‘Biografía de X’, la magistral novela de Catherine Lacey que promete convertirse en un clásico contemporáneo.
El nuevo libro de la autora, muy reconocida en Estados Unidos, recuerda a la literatura de Philip Roth y Paul Auster.
Textos
Una noche, aún viva, en Penn Station para coger un tren que iba hacia el norte, le pregunté a un hombre de aspecto serio si tenía hora. Hora tenía, tiempo, sí, pero no espacio, ya que se había exiliado de Estambul hacía años y nunca había tenido el valor de cambiar la hora, y al mirar a aquel desconocido a la cara vi mis propios ojos devolviéndome la mirada, pues yo tampoco era capaz de desgajarme del lugar de mi destierro. Nos despedimos enseguida, pero jamás lo he olvidado.
Yo ya había aceptado la posibilidad de que igual había perdido la cabeza, de que era posible que me equivocara con X, que igual lo único que había hecho había sido dejar la fantasía de un matrimonio estable por la fantasía de una transformación total del personaje, aunque nunca me había sentido tan libre de temores y con tanta claridad en mi vida —la claridad era física, como una vibración en la piel, los pies, la clavícula—. Aún no había sucedido nada, pero en esa nada todo había acontecido.
Mientras nos alejábamos de Greenwood, empecé a ver la huella que ese lugar había dejado en mi mujer y casi oía, de nuevo, aquel tono sombrío que adoptaba su risa cuando surgieron rumores de que había nacido en el Sur. X siempre había impuesto una vara de medir extrema para el amor y la devoción; creía que dos personas que se aman de verdad han de ser capaces de leerse la mente, uno de cada tres pensamientos debía ser para mi esposa, que no debería necesitar la compañía de nadie más y, si en algún momento parecía apartarme de esa visión de lo que era o debía ser el amor, su gesto adoptaba una expresión infantil, un menosprecio de chiquilla, dolida por lo que consideraba un fallo por mi parte. Una historia violenta y una creencia romántica en un amor divino y que todo lo abarca encajaba bien con el lugar en el que se había criado. Ella —una mujer nacida el mismo año que el muro, siempre desconcertada, inquieta, en guerra consigo misma— no podía haber nacido en ninguna otra parte.

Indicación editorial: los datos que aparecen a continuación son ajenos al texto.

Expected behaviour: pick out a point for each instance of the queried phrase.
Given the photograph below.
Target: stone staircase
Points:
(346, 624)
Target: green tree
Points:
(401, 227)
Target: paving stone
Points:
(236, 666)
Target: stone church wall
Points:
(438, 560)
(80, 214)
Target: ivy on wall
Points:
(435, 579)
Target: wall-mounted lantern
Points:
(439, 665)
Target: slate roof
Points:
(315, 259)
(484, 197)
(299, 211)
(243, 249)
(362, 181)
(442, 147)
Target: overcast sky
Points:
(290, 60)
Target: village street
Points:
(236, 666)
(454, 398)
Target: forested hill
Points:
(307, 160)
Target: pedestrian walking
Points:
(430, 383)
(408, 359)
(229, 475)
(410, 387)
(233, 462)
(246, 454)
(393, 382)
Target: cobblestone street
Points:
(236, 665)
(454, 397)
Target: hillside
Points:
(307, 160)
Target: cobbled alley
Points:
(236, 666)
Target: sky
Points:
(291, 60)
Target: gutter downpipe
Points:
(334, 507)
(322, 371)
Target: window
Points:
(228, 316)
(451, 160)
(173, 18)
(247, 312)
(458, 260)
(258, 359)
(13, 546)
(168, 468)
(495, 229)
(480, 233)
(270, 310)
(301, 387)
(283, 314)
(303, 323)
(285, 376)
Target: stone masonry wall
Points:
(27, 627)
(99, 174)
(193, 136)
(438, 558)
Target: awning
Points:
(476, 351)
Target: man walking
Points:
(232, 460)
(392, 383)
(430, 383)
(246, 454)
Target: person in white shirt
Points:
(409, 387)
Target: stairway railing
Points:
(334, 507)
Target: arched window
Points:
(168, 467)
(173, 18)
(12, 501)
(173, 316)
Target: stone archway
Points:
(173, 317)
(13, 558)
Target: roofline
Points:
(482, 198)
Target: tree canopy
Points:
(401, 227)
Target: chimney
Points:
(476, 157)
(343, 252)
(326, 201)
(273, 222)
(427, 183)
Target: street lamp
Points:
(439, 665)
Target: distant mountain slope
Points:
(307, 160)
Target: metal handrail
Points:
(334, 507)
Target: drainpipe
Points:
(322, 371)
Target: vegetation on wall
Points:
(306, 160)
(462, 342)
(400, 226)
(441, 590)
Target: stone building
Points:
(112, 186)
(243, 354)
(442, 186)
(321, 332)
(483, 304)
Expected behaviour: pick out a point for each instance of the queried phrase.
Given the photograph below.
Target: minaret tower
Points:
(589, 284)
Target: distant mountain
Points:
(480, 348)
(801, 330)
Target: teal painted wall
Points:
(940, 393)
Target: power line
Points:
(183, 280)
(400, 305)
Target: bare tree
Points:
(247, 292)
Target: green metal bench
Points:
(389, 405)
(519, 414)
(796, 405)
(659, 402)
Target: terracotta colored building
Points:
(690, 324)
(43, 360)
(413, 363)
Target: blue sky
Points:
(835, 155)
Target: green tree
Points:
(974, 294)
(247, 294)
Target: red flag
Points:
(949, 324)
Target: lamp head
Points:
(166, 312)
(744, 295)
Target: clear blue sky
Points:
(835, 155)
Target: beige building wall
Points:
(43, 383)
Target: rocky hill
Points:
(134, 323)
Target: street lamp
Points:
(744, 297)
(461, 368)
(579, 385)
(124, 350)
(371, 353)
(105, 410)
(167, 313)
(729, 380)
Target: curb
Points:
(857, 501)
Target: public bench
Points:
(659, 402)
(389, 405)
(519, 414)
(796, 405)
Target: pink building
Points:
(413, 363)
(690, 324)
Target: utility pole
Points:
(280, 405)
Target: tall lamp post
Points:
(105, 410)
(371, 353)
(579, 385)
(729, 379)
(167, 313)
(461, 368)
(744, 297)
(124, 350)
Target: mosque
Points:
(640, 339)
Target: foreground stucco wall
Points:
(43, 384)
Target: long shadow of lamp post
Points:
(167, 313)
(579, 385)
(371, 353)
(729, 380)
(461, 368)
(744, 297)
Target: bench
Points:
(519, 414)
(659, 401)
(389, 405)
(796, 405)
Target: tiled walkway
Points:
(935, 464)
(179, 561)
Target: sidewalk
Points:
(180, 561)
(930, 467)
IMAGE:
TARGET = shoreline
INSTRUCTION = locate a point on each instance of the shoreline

La camarera apareció y retiró los cuencos de sopa. Clavé los ojos en la mesa vacía. Estaba en un momento extraño de mi investigación. Llevaba años trabajando, había leído el archivo al completo, había viajado a Montana, Misisipi, en Illinois y en Italia, pero había estado evitando algunas entrevistas importantes y aún no había mirado los papeles del despacho de X, la habitación en la que murió. De hecho, había sido incapaz de entrar, aunque lo había intentado varias veces, había intentado estar allí dentro; para colocar la silla, por lo menos, o, no sé, quitar un poco el polvo o quizá tirar los muebles por la ventana y quemarlos en el jardín… Pero era incapaz. Cuando me reuní con Bertha, ya sabía que no estaba investigando la vida de X para desmentir las falsedades del libro de Theodore Smith y punto, pero aún tenía que aceptar del todo que estaba compilando todos aquellos datos para mi propio libro, un libro que nunca habría elegido escribir de haber sabido, al inicio, dónde me estaba metiendo. La pregunta de Bertha —si mi libro trataba de lo bien que sabía fingir X— me hizo darme cuenta de lo que estaba haciendo, de en qué se había convertido mi vida, y darme cuenta de eso me trajo un duelo nuevo y abrumador.
A veces pasa que llamas a tu mujer para que baje a comer y no baja y subes y llamas a la puerta y no responde y vuelves a llamar y no oyes nada y te vas, te vas hasta mitad de pasillo, luego das media vuelta enfadada por que te ignore y abres la puerta despacio, con miedo a estar cometiendo un error y a que te grite que está trabajando, ¿no ves que está trabajando?, pero no te grita porque yace en el suelo como un buen montón de ropa sucia o una manta que se ha caído de la cama.